Hackney in the 1980s: Photographs from the Tape/Slide Project. Pic: Lana Sargeant

Hackney Museum launched its latest exhibition yesterday evening with their first online Zoom panel, complete with guests who have been a big part of the project which shines a light on 80s life in the borough.

The free photography exhibition – Hackney in the 1980s: Photographs from the Tape/Slide Project – shows Martin Parr and Bruce Golden-style documentary photographs. As well as images, it also has artefacts from the time period. 

The museum opens up onto Hackney Town Hall where many protests of the 1980s photographed within this exhibition took place, making it the perfect setting for the images. 

The exhibition is based on The Tape/Slide Project that was discovered in 2016 when staff at the Rio cinema, Dalston were clearing basement storerooms. The team discovered thousands of old photographic slides documenting Hackney in the 1980s. The images have been retouched by Stoke Newington photographer Alan Denney, who was a part of the panel. 

The exhibition depicts a Hackney that can be seen today but also one that isn’t recognisable at all. A working class area, ignored by national news and London media, it was seen as the worst place to live in the UK in terms of quality of life. 

However, Andrew Woodyatt of Rio Cinema said: “It had amazing resillence, if you want something done you had to get off your arse and do it yourself.” 

All of the images were originally part of a newsreel project which was a community initiative set up by those working at the Rio to cover local news from an independent viewpoint and to give unemployed young people a voice. The images would then be shown before movies. 

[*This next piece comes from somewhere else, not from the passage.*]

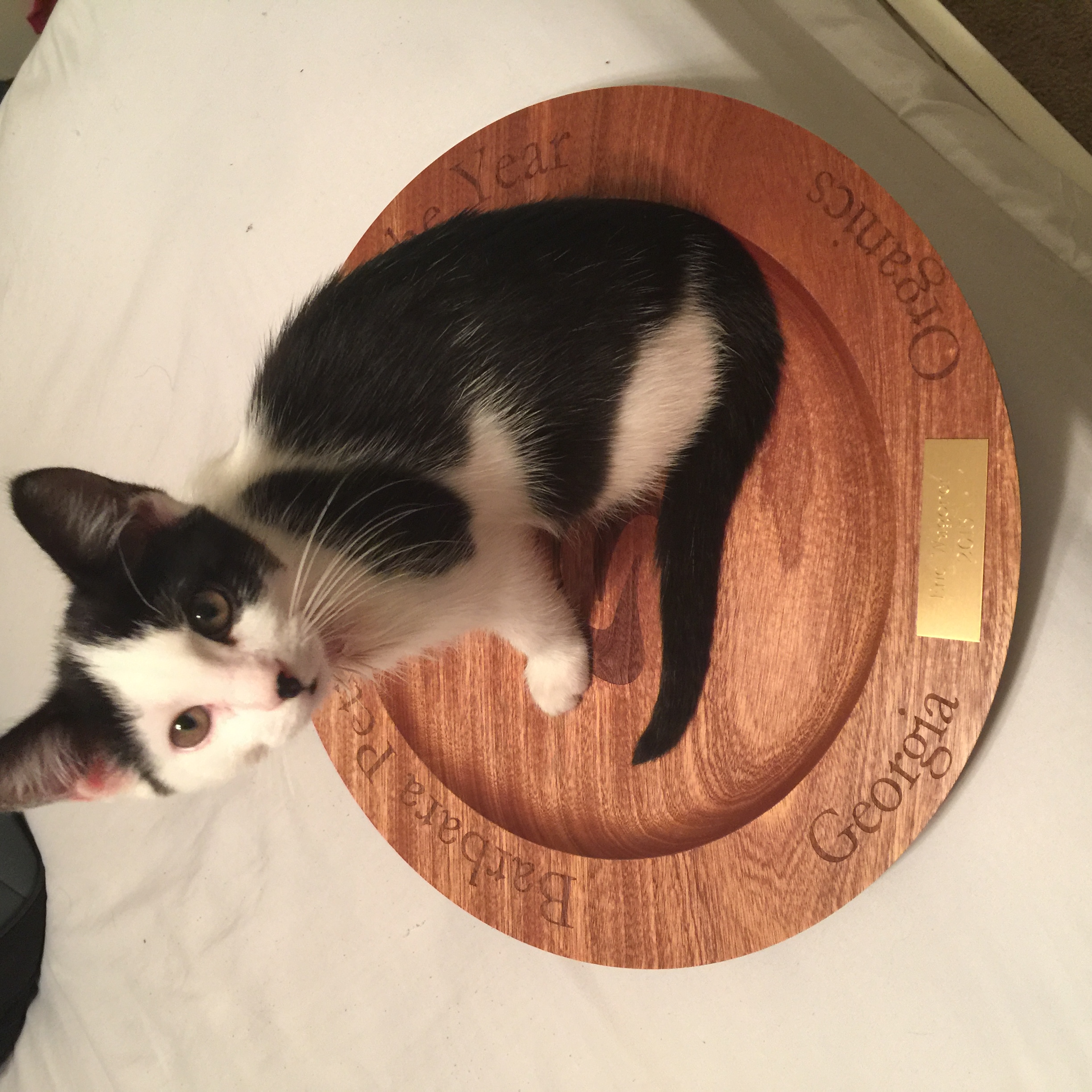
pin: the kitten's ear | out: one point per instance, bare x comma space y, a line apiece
43, 761
79, 518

Christine Jackson, who was in charge of the Rio at this time in the 1980s, was looking for somewhere she could create a community hub for showing films, theatre and live music. This is what set the Rio apart from other cinemas, it was a cinema for everybody. 

An image from the exhibition, The Death of Colin Roach, 1983. Pic: Lana Sargeant

The downstairs had educational schemes for young people, most of whom were unemployed. This is where the Slide project was founded. It was aimed at young employed people in the area to teach them photography and reportage skills. News and events not covered by the press, were covered by the local people. 

Denney said that those within the scheme were a generation of “radicals and dreamers who believed photography could change the world, and empower individuals and communities to get their voices heard.”

Mayor Phillip Glanville spoke on the panel and said that the exhibition is a great representation of Hackney’s “proud and radical history…every aspect of our anti racism history, our resilience, the spirit and solidarity that we’ve had with movements and campaigns.” 

Some can still be recognised in Hackney in 2020 with the Black Lives Matter movement and in 2019 Hackney had the seventh highest number of homelessness in the country, figures found by Shelter’s This Is England report.